AI/ML and Data Infrastructure for Microscopy

Maria K Y Chan1

1Argonne National Laboratory

The combination of high throughput computational modeling and in situ/operando microscopy and spectroscopy experiments has given rise to significant opportunities to study an ever-increasing number of materials in ever-increasing detail. However, the integration of computational modeling with experimental measurements still often happens in a post-hoc and inefficient way. Data science techniques such as machine learning (ML), artificial intelligence (AI), and computer vision may be able to accelerate this integration. In this talk, we will discuss how we use AI/ML in conjunction with theory-based modeling to extract information in an automated fashion from microscopy data. We will describe our FANTASTX (Fully Automated Nanoscale To Atomistic Structures from Theory and eXperiment) [1] and Ingrained [2] codes which allow such integration, as well as EXSCLAIM! [3] and Plot2Spectra [4] codes for extracting microscopy and spectroscopy data from scientific literature. We will discuss the improvements to EXSCLAIM afforded by recent developments in large language models, as well as how data extracted from EXSCLAIM is used to aide tagging, data infrastructure, and retrieval of microscopy images. The use of these codes to discover the structure of novel materials [5] as well as understand technologically important energy materials [6] will also be discussed.

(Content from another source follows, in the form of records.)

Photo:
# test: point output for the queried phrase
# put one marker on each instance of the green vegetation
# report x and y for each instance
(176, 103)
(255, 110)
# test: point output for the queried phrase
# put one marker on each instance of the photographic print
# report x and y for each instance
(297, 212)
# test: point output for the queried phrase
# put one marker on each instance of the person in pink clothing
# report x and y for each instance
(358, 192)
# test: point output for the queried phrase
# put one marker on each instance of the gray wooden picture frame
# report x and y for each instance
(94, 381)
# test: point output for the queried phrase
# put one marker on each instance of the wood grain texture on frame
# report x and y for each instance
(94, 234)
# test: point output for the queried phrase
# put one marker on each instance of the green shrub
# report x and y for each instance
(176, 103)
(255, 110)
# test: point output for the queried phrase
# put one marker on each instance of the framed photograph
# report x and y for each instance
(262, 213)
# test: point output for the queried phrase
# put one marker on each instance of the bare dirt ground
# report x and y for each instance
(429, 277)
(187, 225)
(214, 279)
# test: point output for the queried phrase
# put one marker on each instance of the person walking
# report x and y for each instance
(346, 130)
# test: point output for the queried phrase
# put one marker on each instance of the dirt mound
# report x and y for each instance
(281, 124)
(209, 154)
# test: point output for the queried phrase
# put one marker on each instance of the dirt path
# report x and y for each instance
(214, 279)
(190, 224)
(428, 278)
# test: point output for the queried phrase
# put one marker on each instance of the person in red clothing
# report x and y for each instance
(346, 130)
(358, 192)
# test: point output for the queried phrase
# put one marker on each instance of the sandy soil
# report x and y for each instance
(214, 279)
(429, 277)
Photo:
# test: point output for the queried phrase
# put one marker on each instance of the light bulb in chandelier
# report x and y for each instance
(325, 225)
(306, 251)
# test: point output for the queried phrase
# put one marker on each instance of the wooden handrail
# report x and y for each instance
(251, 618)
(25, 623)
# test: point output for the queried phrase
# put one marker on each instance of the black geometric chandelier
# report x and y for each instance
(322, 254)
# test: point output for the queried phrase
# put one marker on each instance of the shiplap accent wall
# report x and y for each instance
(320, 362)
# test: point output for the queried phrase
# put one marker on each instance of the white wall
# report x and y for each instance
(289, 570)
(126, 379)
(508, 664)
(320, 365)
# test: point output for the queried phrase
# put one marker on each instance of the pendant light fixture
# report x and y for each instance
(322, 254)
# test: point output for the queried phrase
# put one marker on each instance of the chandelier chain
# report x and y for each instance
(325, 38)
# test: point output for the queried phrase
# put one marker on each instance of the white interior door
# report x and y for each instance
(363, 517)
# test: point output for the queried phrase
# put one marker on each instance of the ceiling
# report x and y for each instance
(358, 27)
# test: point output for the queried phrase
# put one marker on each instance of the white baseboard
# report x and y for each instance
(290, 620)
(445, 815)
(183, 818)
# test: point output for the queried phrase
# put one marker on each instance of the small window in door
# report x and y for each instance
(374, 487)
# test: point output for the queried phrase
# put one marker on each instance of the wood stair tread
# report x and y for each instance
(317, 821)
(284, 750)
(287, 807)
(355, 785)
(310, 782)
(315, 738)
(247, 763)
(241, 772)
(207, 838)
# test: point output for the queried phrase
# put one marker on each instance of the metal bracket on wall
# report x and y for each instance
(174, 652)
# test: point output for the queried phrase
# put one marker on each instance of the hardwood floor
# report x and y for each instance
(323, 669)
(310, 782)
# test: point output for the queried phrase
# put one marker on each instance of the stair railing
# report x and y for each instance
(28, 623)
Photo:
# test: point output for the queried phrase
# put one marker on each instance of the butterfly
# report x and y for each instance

[1] D. Unruh, V. S. C. Kolluru, A. Baskaran, Y. Chen, and M. K. Y. Chan “Theory+AI/ML for Microscopy and Spectroscopy – Challenges and Opportunities”, MRS Bulletin 47, 1024–1035 (2022).

[2] E. Schwenker, V. S. Chaitanya Kolluru, J. Guo, X. Hu, Q. Li, M. C. Hersam, V. P. Dravid, R. F. Klie, J. R. Guest, M. K. Y. Chan, “Ingrained: an automated framework for fusing atomic-scale image simulations into experiments,” Small 18, 2102960 (2022).

[3] E. Schwenker, W. Jiang, T. Spreadbury, N. Ferrier, O. Cossairt, M. K. Y. Chan, “EXSCLAIM! -- Harnessing materials science literature for labeled microscopy datasets,” Patterns 4, 100843 (2023).

[4] W. Jiang, K. Li, T. Spreadbury, E. Schwenker, O. Cossiart, M. K. Y. Chan, “Plot2Spectra: an Automatic Spectra Extraction Tool,” Digital Discovery 1, 719-731 (2022).

[5] Q. Li, V. S. C. Kolluru, M. S. Rahn, E. Schwenker, S. Li, R. G. Hennig, P. Darancet, M. K. Y. Chan, M. C. Hersam, “Synthesis of borophane polymorphs through hydrogenation of borophene,” Science, 371(6534), 1143-1148 (2021).

[6] X. Liu, G.-L. Xu, K. V. S. Kolluru, et al, “Origin and regulation of oxygen redox instability in high-voltage battery cathodes,” Nature Energy 7, 808–817 (2022).